Mice models have also been used to study this phenomenon. For example, the offspring of transgenic mice containing the p53 mutant A135V that were crossed to p53+/– mice developed a higher incidence of tumours compared with p53+/– mice without the transgene, highlighting the DN effects of the exogenous mutant p53 over the endogenous wild-type one (Harvey et al., 1995). In addition, recent studies using `knock-in' mice that express physiologically relevant levels of the mutant protein rather than causing its overexpression demonstrated that the mice expressing one allele of the mutant R172H, the human R175H equivalent, had increased rates of metastasis compared with p53+/– mice, although both had a similar tumour spectrum and survival curve, suggesting that the mutant allele has DN effects (Lang et al., 2004). However, this mutant was not observed as having effective DN properties to promote K-ras-initiated lung adenocarcinomas, in contrast to another hot-spot mutant, R270H, the mouse equivalent of the human R273H mutation, which displayed partial DN activity in this context (Jackson et al., 2005). However, LOH was observed in tumours from both knock-in mice, indicative of residual tumour-suppressive function conferred by the remaining wild-type allele of p53 (Jackson et al., 2005; Lang et al., 2004). Nonetheless, in other cellular contexts, the R270H mutant displayed stronger DN properties: epithelial-specific expression of R270H in the heterozygote state results in an increased incidence of spontaneous and ultraviolet (UV)B-induced skin tumours, affecting latency, multiplicity and progression, although this was not the case with respect to spontaneous tumours in mice expressing the mutant p53 in all tissues (Wijnhoven et al., 2007). Moreover, DN effects were seen in embryonic stem (ES) cells heterozygous for R270H and in primary cells derived from p53+/R270H and p53+/R172H mice (de Vries et al., 2002), suggesting that the DN effects might be cell-type and even signal specific.

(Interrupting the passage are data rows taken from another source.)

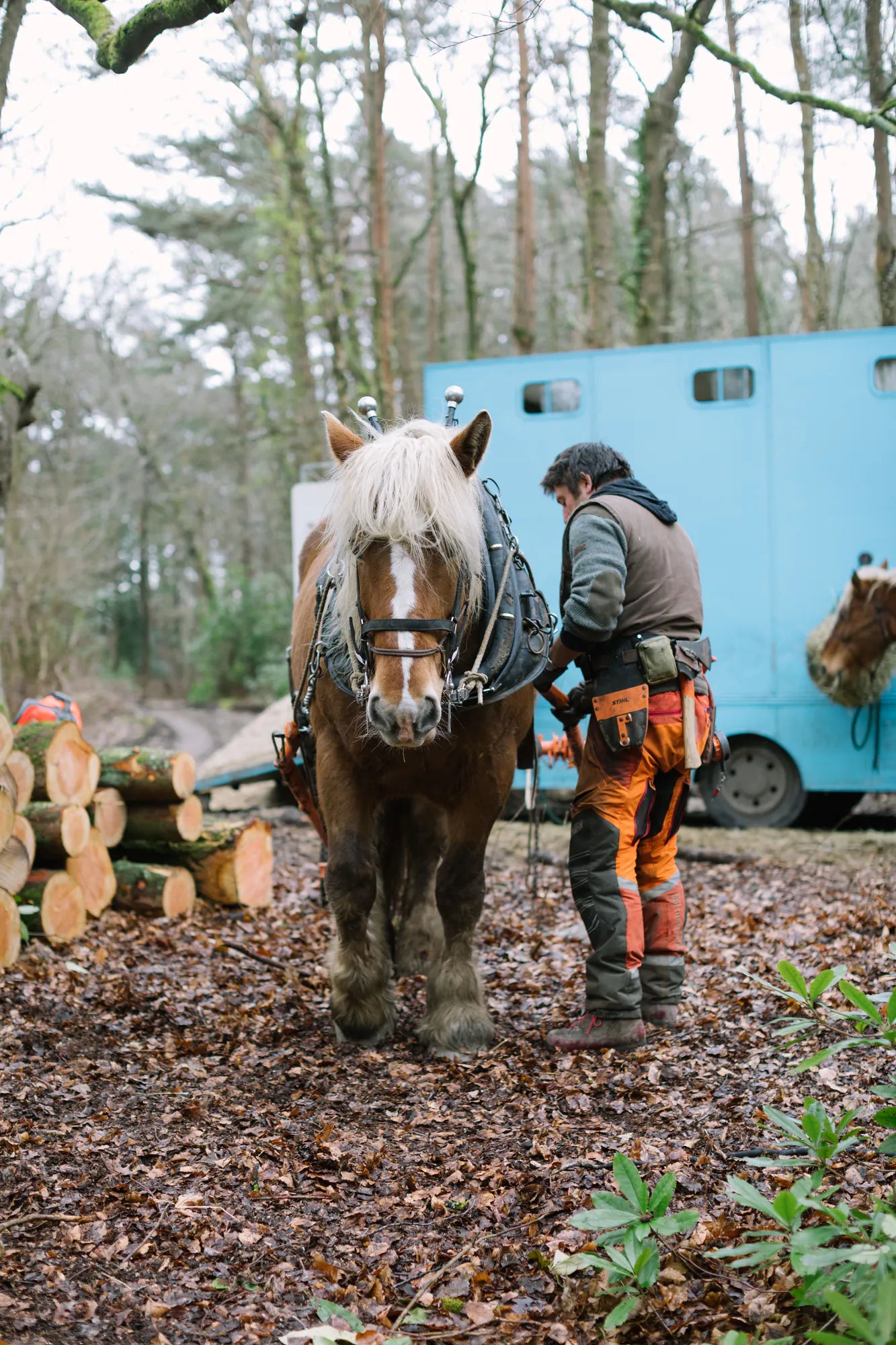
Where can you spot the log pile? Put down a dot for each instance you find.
(83, 831)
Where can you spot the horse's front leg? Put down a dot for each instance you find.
(456, 1020)
(361, 992)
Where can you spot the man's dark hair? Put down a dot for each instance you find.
(596, 461)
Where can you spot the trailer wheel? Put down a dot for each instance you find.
(762, 789)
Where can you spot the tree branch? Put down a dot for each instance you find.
(120, 48)
(633, 14)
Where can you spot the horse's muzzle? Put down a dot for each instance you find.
(408, 724)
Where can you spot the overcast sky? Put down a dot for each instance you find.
(76, 126)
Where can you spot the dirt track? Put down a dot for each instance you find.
(209, 1163)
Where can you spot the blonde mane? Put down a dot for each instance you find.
(405, 488)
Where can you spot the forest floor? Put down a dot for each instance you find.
(190, 1157)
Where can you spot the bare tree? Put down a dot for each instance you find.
(814, 279)
(525, 251)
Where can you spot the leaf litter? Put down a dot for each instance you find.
(189, 1156)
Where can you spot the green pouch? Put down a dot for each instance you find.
(657, 660)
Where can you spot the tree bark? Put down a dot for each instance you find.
(747, 231)
(232, 864)
(651, 239)
(60, 832)
(879, 92)
(13, 17)
(599, 289)
(64, 765)
(374, 93)
(146, 775)
(154, 890)
(815, 286)
(93, 872)
(525, 252)
(163, 822)
(110, 816)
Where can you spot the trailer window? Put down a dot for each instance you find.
(885, 376)
(724, 385)
(563, 395)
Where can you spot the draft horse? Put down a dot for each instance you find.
(408, 792)
(864, 622)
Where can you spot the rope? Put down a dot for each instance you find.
(474, 677)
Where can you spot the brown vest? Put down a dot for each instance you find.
(662, 580)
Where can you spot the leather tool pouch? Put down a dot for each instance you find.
(657, 658)
(622, 716)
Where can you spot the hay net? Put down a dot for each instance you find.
(853, 689)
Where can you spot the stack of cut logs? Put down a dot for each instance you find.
(81, 831)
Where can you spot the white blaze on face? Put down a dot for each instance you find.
(403, 575)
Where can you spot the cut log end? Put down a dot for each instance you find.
(10, 930)
(19, 767)
(110, 816)
(93, 874)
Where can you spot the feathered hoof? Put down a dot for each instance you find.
(456, 1031)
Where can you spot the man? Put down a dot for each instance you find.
(631, 619)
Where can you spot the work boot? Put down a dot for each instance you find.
(592, 1034)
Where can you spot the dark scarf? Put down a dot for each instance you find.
(633, 490)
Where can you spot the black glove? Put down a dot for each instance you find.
(579, 705)
(546, 679)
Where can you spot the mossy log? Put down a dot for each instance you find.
(60, 832)
(10, 930)
(6, 739)
(64, 767)
(154, 890)
(110, 816)
(15, 867)
(145, 775)
(165, 822)
(19, 767)
(232, 864)
(93, 872)
(61, 910)
(24, 829)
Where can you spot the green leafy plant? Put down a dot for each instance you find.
(630, 1226)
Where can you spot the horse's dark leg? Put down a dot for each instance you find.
(361, 992)
(419, 937)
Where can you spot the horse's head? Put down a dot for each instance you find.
(865, 622)
(407, 531)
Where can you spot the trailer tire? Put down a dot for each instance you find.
(763, 787)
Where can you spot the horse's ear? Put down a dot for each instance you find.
(471, 443)
(342, 442)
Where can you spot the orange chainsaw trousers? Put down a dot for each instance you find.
(623, 861)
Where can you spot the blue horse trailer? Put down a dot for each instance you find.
(779, 457)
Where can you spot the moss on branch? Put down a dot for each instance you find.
(120, 46)
(633, 14)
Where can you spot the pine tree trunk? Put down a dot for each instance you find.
(61, 913)
(93, 874)
(19, 767)
(815, 287)
(146, 775)
(651, 239)
(165, 822)
(15, 867)
(525, 252)
(60, 832)
(110, 816)
(879, 93)
(599, 259)
(232, 864)
(10, 930)
(153, 890)
(747, 229)
(64, 766)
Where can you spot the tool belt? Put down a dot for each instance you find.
(622, 677)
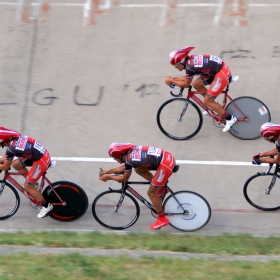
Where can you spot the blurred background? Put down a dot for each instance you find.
(78, 75)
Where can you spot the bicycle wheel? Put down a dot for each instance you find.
(255, 192)
(198, 211)
(9, 201)
(75, 197)
(257, 113)
(105, 213)
(179, 119)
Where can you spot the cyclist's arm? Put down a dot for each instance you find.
(178, 81)
(118, 178)
(6, 165)
(118, 169)
(2, 159)
(265, 157)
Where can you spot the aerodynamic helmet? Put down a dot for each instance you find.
(270, 130)
(117, 150)
(179, 56)
(7, 134)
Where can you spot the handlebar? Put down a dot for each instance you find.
(179, 94)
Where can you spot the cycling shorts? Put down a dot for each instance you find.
(164, 170)
(26, 161)
(38, 168)
(221, 80)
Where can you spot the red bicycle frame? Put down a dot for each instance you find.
(8, 177)
(193, 95)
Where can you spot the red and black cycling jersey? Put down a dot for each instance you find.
(278, 145)
(203, 64)
(25, 147)
(143, 156)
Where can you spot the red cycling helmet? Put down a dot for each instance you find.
(270, 130)
(117, 150)
(179, 56)
(7, 134)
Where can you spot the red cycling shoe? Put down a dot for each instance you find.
(161, 222)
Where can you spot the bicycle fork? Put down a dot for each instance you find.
(268, 190)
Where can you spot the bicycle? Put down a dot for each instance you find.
(181, 119)
(263, 193)
(118, 209)
(70, 202)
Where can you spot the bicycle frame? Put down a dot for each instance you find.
(126, 187)
(275, 175)
(8, 177)
(193, 95)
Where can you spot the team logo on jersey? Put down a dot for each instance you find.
(216, 59)
(216, 84)
(160, 175)
(198, 60)
(136, 155)
(21, 143)
(156, 152)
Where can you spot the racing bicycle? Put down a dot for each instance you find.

One hot-spot p53 mutation that has a very high tissue-type association is the R249S mutation (Petitjean et al., 2007), which is strongly associated with hepatocellular carcinomas (HCC) in areas of high exposure to the dietary aflatoxin B1 (AFB1) (Staib et al., 2003). It is interesting to note that HCCs occurring in areas not-exposed to AFB1 do not carry the R249S mutation, indicating a high level of specificity that is required for this mutation to occur (Staib et al., 2003). Treatment of mice and rats with AFB1 have failed to recapitulate the R246S (mouse equivalent of human R249S) mutation in p53, even in Hupki `knock-in' mice, which carry the human p53 locus in their germ line, although animals did succumb to HCCs, suggesting the need for yet-undiscovered mechanisms in the generation of this mutation (Ghebranious and Sell, 1998; Hulla et al., 1993; Tong et al., 2006). Nonetheless, human HCCs with the R249S mutation appear to be more aggressive than those without this mutation, highlighting an important role for this mutation in liver carcinogenesis (Oda et al., 1992; Oda et al., 1994). Analysis of R249S-containing HCCs has revealed both a strong correlation and a lack of correlation with LOH, suggesting that both R249S DN-dependent and -independent mechanisms might be at work in HCC formation (Li et al., 1993; Martins et al., 1999; Oda et al., 1992; Peng et al., 1998).

To ascertain the role of R249S in tumorigenesis and its DN activity in vivo in a physiological context, we generated mouse ES cells carrying a `knock-in' allele of the human-R249S-equivalent mutation, R246S, by homologous recombination. Data presented here reveal that this mutation acts in a DN manner when assayed for gene transcription, cell death and tumour formation in vivo.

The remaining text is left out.